Three years ago, a statement similar to the one uttered by the Saudi oil minister this morning would have sent crude oil crashing, by perhaps $1.50 per barrel, which based on the changes in perception and volatility, would mean about $6.00 per barrel today.

These speculative firms keep the cycle of greed alive and growing while at the same time, sending the U.S. economy into a death spiral. I wish I were exaggerating, but I'm not. I just won't use the "D" word just yet. We were using the "R" word in October, 2007.

Tuesday, April 1, 2008

OPEC Production Cut?

Oil Falls, When Will We Hear From OPEC?
April 1st, 2008
By John Troland, Tom Waterman


Houston, TX - May Nymex prices have fallen this morning, continuing the long liquidation that began Friday.

The Iraqi hype ended on Monday when Iran told Shiite antagonists to cool it, as a spread of that violence would certainly have brought the U.S. into a more involved role.

On April Fools Day, it's ironic that the great lie of the past two years, that oil is worth $100 and more, may finally be giving way.

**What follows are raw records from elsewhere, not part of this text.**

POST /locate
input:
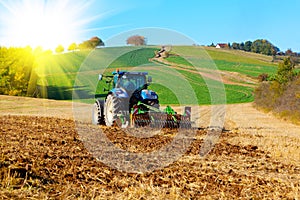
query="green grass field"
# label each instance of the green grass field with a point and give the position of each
(76, 73)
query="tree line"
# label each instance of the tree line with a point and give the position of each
(17, 76)
(280, 93)
(261, 46)
(90, 44)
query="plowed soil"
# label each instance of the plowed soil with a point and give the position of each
(43, 157)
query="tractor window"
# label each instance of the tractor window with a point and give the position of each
(131, 81)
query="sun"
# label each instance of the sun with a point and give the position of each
(43, 23)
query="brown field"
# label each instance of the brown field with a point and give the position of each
(42, 157)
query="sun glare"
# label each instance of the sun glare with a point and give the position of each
(43, 23)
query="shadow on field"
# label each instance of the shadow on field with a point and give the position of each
(63, 93)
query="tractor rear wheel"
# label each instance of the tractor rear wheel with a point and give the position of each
(97, 113)
(111, 109)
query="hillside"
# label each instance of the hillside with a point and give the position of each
(61, 75)
(44, 157)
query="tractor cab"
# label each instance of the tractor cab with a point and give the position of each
(130, 81)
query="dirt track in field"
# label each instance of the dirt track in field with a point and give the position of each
(44, 157)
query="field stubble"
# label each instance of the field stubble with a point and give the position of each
(43, 157)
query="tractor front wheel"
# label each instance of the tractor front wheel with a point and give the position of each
(97, 114)
(111, 109)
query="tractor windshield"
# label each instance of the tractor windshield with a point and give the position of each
(131, 82)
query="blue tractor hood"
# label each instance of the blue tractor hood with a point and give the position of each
(148, 94)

But the day is young and we can't help but wonder which OPEC country will step up and announce that the cartel needs to reduce production in the second quarter, just one day into that quarter.

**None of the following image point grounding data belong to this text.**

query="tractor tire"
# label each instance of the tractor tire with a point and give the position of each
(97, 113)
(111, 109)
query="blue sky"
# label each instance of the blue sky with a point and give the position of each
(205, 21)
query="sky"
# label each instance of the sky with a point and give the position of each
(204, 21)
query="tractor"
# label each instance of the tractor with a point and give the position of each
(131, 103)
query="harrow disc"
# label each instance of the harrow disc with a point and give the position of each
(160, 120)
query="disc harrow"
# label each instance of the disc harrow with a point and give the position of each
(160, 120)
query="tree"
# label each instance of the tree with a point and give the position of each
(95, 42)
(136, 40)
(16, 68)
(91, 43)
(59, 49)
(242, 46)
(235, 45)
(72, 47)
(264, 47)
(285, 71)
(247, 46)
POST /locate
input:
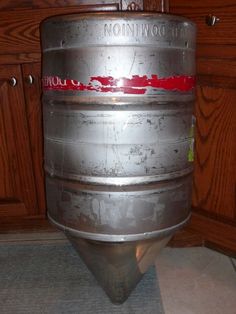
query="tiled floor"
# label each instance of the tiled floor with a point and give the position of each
(196, 281)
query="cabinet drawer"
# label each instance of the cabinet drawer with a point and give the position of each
(223, 32)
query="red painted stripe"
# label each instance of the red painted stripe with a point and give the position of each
(135, 85)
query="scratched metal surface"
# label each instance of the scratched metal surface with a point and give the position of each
(118, 102)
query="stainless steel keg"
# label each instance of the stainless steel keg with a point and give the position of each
(118, 93)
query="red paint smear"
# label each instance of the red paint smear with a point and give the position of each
(135, 85)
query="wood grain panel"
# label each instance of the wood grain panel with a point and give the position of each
(20, 58)
(34, 117)
(217, 235)
(19, 29)
(223, 32)
(17, 181)
(215, 174)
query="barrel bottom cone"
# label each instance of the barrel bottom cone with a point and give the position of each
(118, 267)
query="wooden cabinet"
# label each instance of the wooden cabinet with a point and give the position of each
(214, 191)
(18, 195)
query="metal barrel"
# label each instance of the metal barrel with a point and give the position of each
(118, 93)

Crude oil has been at glut levels for more than two months and if prices tumble to the mid-$90s, there will be an immediate reaction from the hawks within OPEC. The early money favorite is Hugo Chavez, with Iran running a close second. We need to include Algeria in this equation, despite the fact that it really doesn't want to cut a single barrel of production. Then again, neither do Iran or Venezuela. No, all OPEC countries will look to Saudi Arabia to provide the necessary restraint.

It's hard to calculate just how much production needs to be scaled back. We had once predicted that OPEC would announce a 500,000 bpd cut for the second quarter, but based on current demand trends in the U.S., Europe, and yes Asia, plus some additional non-OPEC supply in the near term horizon, the cut to refuel this market might need to be 750,000 to 1 million bpd. Anything short of that level probably won't avert what seems destined to be a steady decline in oil prices.

So where did the speculators go? Apparently, with the announcement by the Fed that more oversight in all financial markets, including commodities, is needed helped induce long liquidation in virtually all commodities on Monday, although natural gas was a notable exception. Today natural gas joins the liquidation party.

Or, the U.S. dollar improved, probably on the government's announcement Monday, which hastened an exit from long positions. In either case, if speculators are moving away from commodities, fearing that the government may be catching on to the scam they have engineered over the past two years, there is a chance that the fundamentals of supply and demand might have to be considered once again, after a long period of total disregard.